Planungsausschuss

Bebauungsplan: Familie wehrt sich gegen Vorwürfe

Matilda und Emma (1) sind Torben Bohnhoffs und Romy Schlippes ganzes Glück. Für sie wollten sie in Wentorf ihr Haus mit Werkstatt und Büro bauen.

Matilda und Emma (1) sind Torben Bohnhoffs und Romy Schlippes ganzes Glück. Für sie wollten sie in Wentorf ihr Haus mit Werkstatt und Büro bauen.

Foto: Susanne Tamm

Anwohner verhindern Änderung des Bebauungsplans und somit das Haus der Familie Bohnhoff.

Wentorf. Die Vorbehalte seiner Nachbarn kann Torben Bohnhoff nicht verstehen. „Ich wünschte mir, sie hätten vor der Sitzung des Planungsausschusses einmal mit mir gesprochen“, sagt der Steinmetzmeister, der an der Ecke Brookweg/August-Bebel-Straße ein Haus für seine junge Familie bauen wollte. „Wir wollten unsere Kinder hier aufwachsen sehen“, sagt seine Frau Romy Schlippe.

Von den Vorwürfen auf der Sitzung des Planungsausschusses seien sie vollkommen überrumpelt worden, sagt seine Frau. „Von einer Gewerbeerweiterung war nie die Rede gewesen“, sagt Romy Schlippe, Mutter von Zwillingsmädchen (1).

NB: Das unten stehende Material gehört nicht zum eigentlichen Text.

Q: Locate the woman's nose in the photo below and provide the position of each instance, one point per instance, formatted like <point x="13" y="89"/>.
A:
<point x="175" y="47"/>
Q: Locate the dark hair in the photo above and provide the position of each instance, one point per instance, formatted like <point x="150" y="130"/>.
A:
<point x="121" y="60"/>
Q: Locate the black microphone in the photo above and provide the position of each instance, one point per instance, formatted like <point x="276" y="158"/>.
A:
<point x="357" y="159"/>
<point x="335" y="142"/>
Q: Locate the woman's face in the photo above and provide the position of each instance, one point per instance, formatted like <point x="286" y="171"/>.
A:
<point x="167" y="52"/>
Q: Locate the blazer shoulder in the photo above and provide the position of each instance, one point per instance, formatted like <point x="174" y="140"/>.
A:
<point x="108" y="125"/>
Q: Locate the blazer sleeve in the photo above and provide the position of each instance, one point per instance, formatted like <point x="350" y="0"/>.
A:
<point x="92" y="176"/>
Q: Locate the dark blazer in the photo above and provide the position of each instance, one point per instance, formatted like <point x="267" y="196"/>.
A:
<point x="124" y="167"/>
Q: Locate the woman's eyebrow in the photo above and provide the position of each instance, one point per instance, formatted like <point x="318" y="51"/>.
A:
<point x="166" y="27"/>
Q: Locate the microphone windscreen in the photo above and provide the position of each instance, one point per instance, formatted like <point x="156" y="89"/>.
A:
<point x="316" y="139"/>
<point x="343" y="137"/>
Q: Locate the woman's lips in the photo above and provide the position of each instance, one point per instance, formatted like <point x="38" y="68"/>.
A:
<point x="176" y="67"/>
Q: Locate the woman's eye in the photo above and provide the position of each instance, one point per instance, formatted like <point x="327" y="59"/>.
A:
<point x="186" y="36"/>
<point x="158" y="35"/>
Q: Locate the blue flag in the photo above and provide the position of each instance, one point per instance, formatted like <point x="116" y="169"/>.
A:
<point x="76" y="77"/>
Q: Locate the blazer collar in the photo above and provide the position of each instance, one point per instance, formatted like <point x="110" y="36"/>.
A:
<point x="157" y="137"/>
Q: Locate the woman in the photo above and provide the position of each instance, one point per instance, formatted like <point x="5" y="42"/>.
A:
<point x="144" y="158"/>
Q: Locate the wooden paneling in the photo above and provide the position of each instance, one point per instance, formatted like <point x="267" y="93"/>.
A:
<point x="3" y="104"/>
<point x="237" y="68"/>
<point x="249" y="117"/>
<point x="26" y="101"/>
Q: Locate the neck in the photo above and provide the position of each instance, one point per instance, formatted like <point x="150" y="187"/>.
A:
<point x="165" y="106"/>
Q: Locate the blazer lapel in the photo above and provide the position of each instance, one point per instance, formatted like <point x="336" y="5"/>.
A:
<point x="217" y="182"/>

Halbe Kindheit dort verbracht

„Ich kenne die Gegend hier seit meiner Kindheit“, erzählt Torben Bohnhoff (33). „Meine Großmutter hat hier das Friedhofscafé geführt und ich habe meine halbe Kindheit auf dieser Ecke verbracht. Als sich die Chance bot, das Gelände zu erwerben, habe ich zugegriffen.“ Sein Ziel: Die vorhandene kleine Werkstatt fest ausbauen und ein Haus anbauen, damit er dort Familie und Beruf besser vereinbaren kann. „Der Ort ist ideal, um hier seine Kinder aufwachsen zu lassen“, ist auch seine Frau sicher. „Die Bäume wollen wir sowieso erhalten“, erklärt die Zahnärztin. „Eigentlich ist das hier doch ein Mischgebiet: Es gibt zwei weitere Steinmetze und einen Blumenladen an der Straße.“ Auch sie kennt das Gelände aus ihrer Kindheit. „Damals gab es die Wohnhäuser noch nicht, überall wuchsen Bäume.“

Auf der freien Fläche des Grundstücks hatte die Familie auf 143 Quadratmetern ein zweigeschossiges Haus wie in der Nachbarschaft geplant, samt einer Werkstatt von etwa 60 Quadratmetern. „Die war nur für die Schriftsetzung gedacht und für die Ausbildung“, erläutert der 33 Jahre alte Handwerksmeister, Chef von sieben Mitarbeitern und zwei Auszubildenden.

Lautere Arbeiten anderswo

„Sämtliche lauteren Arbeiten wie der Zuschnitt von Küchenplatten oder Arbeiten mit der Flex laufen weiter an unseren anderen beiden Standorten in Ohlsdorf, die selbstverständlich erhalten bleiben.“ Den niedrigen Geräuschpegel und die geplante Lage des Gebäudes zwischen den Bäumen hatte er den Mitgliedern des Planungsausschusses bei einer Begehung auch vorgeführt.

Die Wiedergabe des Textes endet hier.